May 2, 2007
The Big Picture
What is the optimum level of scoring for Major League Baseball? The answer to the question tells us when we need to tinker with the game. If a long-term trend shows runs are too far from the optimum, steps can be taken to restore balance. Rule changes, equipment redesign, and/or park modifications could all be used to bring runs in line with a long-term norm.
So how to find this optimum? Once again, the attendance data enters the picture. Our desire is to find a function that transforms runs per game for a season into attendance per game. Where that function reaches a maximum tells us the optimum scoring level. Looking at raw attendance per game played, as in previous essays, won't work here. We need a normalization function to take into account the underlying growth of the industry over time. The first one I'll try simply takes the percentage change from the previous season. The following scatter plot graphs runs per game versus the percentage change in league attendance per game:
I should note that there are two outliers removed from this data. In 1919 and 1946, the end of the World Wars spiked attendance; those two numbers were so far out from all the others I decided to remove them from this chart.

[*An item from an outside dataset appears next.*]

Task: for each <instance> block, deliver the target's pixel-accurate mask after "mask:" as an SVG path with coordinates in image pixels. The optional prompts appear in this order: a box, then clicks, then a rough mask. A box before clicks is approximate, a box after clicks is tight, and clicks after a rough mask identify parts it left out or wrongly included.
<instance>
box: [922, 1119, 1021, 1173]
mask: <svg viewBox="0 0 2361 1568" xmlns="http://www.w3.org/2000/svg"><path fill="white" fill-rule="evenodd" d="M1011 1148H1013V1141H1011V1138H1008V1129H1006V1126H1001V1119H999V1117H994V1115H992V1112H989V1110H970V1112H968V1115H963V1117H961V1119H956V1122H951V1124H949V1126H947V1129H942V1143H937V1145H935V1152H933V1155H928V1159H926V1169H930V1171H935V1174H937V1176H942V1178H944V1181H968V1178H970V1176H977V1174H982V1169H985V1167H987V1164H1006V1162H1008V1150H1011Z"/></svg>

As you can see, the data looks fairly random. However, around 8.7 runs per game, there are very few negative years, and no big negatives. So our eyeballs suggest that one value, but let's see what the math tells us. On the scatter plot are two trend lines, one a second-order polynomial, the other a fourth-order polynomial. Both these polynomials are good for fitting data that you expect to exhibit a 'hump.' As you can see, both these trend lines display a maximum around 9.0 runs. Bear with me, but using calculus, the first derivative of these equations allow us to calculate these maximums. For the quadratic, the optimum scoring level is 9.2 runs per game. The fourth-order equation gives us an optimal run scoring level of... 8.8. Score one for the eyeball.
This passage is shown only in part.